El 7 de octubre de 2011 fue un viernes mágico.
Andaba empeñado en la enésima reorganización de la «jungla»; es decir, de los archivos.
Y, de pronto, fui a descubrir una serie de diapositivas.
Las contemplé, perplejo.
Habían sido tomadas en los años setenta, en México.
En ellas se veía a un anciano. Yo le interrogaba, grabadora en mano.
Pero no recordé el nombre del personaje.
En los marcos de las diapositivas no figura anotación alguna.
Sabía que las imágenes fueron tomadas en la ciudad de Cuernavaca, en la casa de un escritor e investigador. Y sabía que aquel hombre había hablado de una cuarta humanidad, capaz de volar, y de llevar a cabo obras titánicas, sólo detectables desde el cielo. El investigador en cuestión aseguraba que esa cuarta humanidad se extinguió hace ocho mil años. Y habló también de nuestra civilización —la llamaba la quinta humanidad— y de cómo desaparecería en el siglo XXI…
Pensé y pensé, pero fue inútil. No daba con el nombre del entrevistado.
Podía consultar los cuadernos de campo pero, al no disponer de la fecha en la que llevé a cabo la entrevista, la labor se me antojó casi faraónica.
Ése no era el camino…
Y recordé igualmente que, poco antes de mi visita a Cuernavaca, Ariel Rosales, entonces director de la revista Contactos extraterrestres, en México, había publicado un largo reportaje sobre la obra del investigador cuyo nombre se borró de la memoria.
Era una pista…
Si daba con el reportaje, el problema quedaba resuelto.
Yo tenía la colección completa de Contactos extraterrestres.

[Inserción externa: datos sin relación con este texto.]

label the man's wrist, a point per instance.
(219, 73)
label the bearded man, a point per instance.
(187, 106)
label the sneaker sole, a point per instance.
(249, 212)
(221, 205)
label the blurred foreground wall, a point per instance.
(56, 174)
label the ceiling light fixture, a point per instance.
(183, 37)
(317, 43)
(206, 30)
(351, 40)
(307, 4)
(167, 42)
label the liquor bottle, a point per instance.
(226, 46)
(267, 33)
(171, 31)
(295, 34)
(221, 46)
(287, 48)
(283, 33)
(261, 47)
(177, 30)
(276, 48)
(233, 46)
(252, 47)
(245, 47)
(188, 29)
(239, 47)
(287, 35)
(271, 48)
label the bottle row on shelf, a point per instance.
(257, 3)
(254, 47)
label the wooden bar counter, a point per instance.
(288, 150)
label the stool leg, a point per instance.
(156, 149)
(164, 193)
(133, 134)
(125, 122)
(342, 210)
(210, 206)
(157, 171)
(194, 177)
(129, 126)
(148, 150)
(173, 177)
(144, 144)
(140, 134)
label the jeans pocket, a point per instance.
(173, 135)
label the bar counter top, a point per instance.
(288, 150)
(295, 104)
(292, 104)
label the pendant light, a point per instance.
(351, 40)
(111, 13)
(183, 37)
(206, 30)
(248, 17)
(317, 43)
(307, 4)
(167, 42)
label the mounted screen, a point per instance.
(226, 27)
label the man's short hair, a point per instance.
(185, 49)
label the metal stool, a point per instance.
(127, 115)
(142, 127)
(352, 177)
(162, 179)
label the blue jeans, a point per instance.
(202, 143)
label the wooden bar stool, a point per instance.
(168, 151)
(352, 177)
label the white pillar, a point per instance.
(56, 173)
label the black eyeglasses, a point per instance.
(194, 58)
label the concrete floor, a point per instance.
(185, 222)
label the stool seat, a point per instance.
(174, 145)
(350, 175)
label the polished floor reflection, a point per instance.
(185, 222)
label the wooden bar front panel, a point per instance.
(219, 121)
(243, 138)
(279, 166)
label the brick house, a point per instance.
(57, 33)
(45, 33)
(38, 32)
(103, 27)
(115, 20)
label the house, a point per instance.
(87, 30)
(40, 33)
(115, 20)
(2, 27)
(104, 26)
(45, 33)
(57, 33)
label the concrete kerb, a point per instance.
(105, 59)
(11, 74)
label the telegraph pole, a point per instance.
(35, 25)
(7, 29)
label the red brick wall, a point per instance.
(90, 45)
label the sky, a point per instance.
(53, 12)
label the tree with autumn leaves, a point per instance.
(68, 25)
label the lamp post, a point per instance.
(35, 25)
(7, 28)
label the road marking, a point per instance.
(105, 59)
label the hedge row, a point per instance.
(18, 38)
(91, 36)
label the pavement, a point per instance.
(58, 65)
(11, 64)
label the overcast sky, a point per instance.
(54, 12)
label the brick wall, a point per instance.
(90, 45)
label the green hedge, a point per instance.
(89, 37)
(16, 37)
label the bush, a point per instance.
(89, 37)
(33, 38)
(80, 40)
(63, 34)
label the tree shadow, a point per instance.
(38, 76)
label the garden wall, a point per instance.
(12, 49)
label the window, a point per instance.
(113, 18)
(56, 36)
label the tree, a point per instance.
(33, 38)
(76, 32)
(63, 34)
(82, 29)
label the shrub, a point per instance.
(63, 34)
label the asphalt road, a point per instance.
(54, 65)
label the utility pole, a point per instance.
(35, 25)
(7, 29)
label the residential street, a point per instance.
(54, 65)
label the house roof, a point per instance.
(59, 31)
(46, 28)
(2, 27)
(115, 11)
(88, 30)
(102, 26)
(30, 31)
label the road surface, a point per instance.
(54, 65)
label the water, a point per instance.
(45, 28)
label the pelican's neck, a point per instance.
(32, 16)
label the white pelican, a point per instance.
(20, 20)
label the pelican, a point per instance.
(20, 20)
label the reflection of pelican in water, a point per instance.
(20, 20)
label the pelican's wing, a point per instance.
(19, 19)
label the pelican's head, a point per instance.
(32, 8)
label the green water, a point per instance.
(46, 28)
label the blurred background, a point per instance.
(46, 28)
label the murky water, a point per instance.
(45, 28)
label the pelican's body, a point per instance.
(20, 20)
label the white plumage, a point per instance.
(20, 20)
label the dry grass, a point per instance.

Y me encaminé, decidido, hacia la estantería en la que dormía la referida revista «catorcenal».
Tomé la pequeña escalera y me situé frente a los volúmenes, perfectamente encuadernados.

Portada de la revista Contactos extraterrestres (21-12-1977). (Archivo de J. J. Benítez).
Volví a desmoralizarme.
Frente a mí se presentaron quince tomos, con un total de 13 500 páginas (!).

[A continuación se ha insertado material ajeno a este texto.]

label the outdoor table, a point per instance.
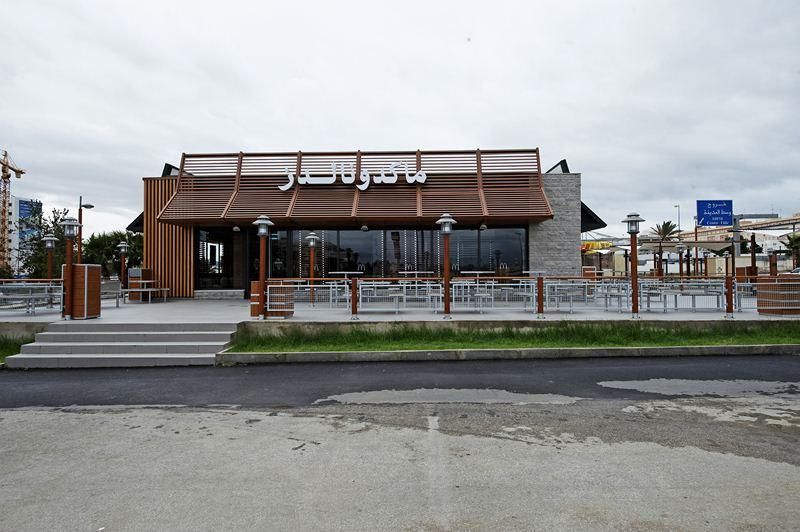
(378, 291)
(477, 273)
(693, 293)
(534, 273)
(527, 296)
(567, 290)
(346, 273)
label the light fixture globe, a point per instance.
(70, 226)
(49, 241)
(446, 222)
(263, 223)
(312, 239)
(633, 220)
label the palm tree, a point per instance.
(666, 230)
(793, 243)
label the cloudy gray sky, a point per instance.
(656, 103)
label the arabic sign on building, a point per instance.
(714, 212)
(346, 173)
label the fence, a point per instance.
(30, 294)
(535, 295)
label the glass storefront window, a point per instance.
(228, 259)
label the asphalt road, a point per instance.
(703, 443)
(300, 385)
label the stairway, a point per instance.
(83, 344)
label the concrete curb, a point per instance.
(233, 358)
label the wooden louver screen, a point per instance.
(492, 185)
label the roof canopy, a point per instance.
(346, 188)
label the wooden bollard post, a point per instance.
(729, 297)
(354, 298)
(540, 297)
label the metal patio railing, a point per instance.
(536, 295)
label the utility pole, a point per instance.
(6, 167)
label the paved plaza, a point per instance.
(235, 311)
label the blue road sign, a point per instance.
(714, 212)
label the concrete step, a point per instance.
(93, 326)
(25, 361)
(120, 348)
(236, 294)
(130, 337)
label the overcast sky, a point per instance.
(655, 103)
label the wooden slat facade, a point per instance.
(480, 186)
(168, 248)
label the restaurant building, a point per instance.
(374, 212)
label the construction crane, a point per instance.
(7, 166)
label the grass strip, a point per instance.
(11, 346)
(559, 335)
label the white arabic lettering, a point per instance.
(347, 175)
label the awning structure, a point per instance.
(672, 245)
(351, 188)
(595, 245)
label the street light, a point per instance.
(81, 206)
(446, 226)
(123, 250)
(727, 255)
(49, 244)
(71, 230)
(680, 248)
(633, 220)
(312, 240)
(263, 223)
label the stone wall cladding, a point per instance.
(554, 245)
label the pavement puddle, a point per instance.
(720, 388)
(749, 401)
(448, 395)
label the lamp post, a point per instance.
(123, 251)
(263, 223)
(680, 248)
(446, 226)
(81, 206)
(312, 240)
(633, 220)
(49, 245)
(727, 254)
(71, 229)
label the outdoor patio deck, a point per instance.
(223, 311)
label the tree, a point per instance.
(666, 230)
(32, 253)
(793, 243)
(101, 248)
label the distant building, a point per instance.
(21, 209)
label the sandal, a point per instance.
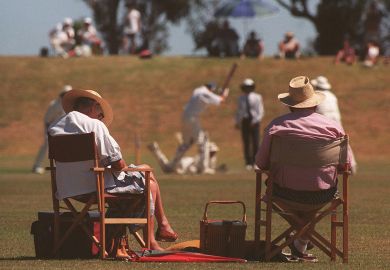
(166, 236)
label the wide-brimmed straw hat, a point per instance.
(70, 97)
(301, 94)
(321, 83)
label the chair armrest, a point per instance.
(102, 169)
(258, 171)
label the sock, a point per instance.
(301, 245)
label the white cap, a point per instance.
(58, 26)
(321, 83)
(87, 20)
(213, 147)
(68, 21)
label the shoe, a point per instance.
(310, 245)
(38, 170)
(306, 257)
(166, 236)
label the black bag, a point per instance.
(78, 244)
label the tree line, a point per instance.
(334, 21)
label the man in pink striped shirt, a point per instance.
(311, 187)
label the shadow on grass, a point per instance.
(15, 171)
(20, 258)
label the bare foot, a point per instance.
(155, 246)
(121, 254)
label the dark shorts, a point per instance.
(305, 197)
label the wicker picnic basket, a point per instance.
(223, 237)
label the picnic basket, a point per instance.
(223, 237)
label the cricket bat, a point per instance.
(229, 77)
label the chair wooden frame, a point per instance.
(81, 147)
(273, 204)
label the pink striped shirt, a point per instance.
(311, 126)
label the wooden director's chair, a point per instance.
(82, 147)
(302, 153)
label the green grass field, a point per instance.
(153, 92)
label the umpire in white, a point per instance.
(250, 112)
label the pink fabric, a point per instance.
(180, 256)
(311, 126)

Era como buscar una aguja en un pajar… Necesitaba días.
Y a punto estaba de abandonar cuando oí aquel susurro.
Era una voz interior, muy familiar para mí.
—Echa mano de un volumen —insinuó—. No importa cuál.
En lo alto de la escalera, desconcertado, no supe qué hacer.
Como digo, yo conocía esa «voz», y desde hacía mucho…
—Pero —repliqué—, es imposible…
Escuché una risita. Y la voz insistió:
—Alarga la mano… Es fácil… Incluso tú puedes hacerlo.
—Son más de trece mil páginas —me defendí—. Nadie podría…
Oí nuevas risitas.
—¿Qué pierdes con intentarlo?
—Nada —respondí—, pero me asustas…
—Sólo quiero hacerte un favor.
Cierto.
Y extendí la mano, extrayendo un tomo, al azar (?).
Y allí mismo, sobre la pequeña y no menos sorprendida escalera, hojeé el volumen.
Calculo que no discurrieron ni siete minutos.
De pronto, al pasar una de las páginas, lo vi.
Casi caí de la escalera.
¡Imposible! —me dije—. ¡Imposible!
¡Allí estaba el reportaje que buscaba!
Se trataba del número correspondiente al 21 de diciembre de 1977.
¡Dios de los cielos!
El investigador se llamaba Daniel Ruzo[42].
Y al bajar de la escalera miré en mi interior y di las gracias.
Entonces volví a escuchar aquella risita…

Daniel Ruzo, entrevistado por J. J. Benítez en la ciudad mexicana de Cuernavaca.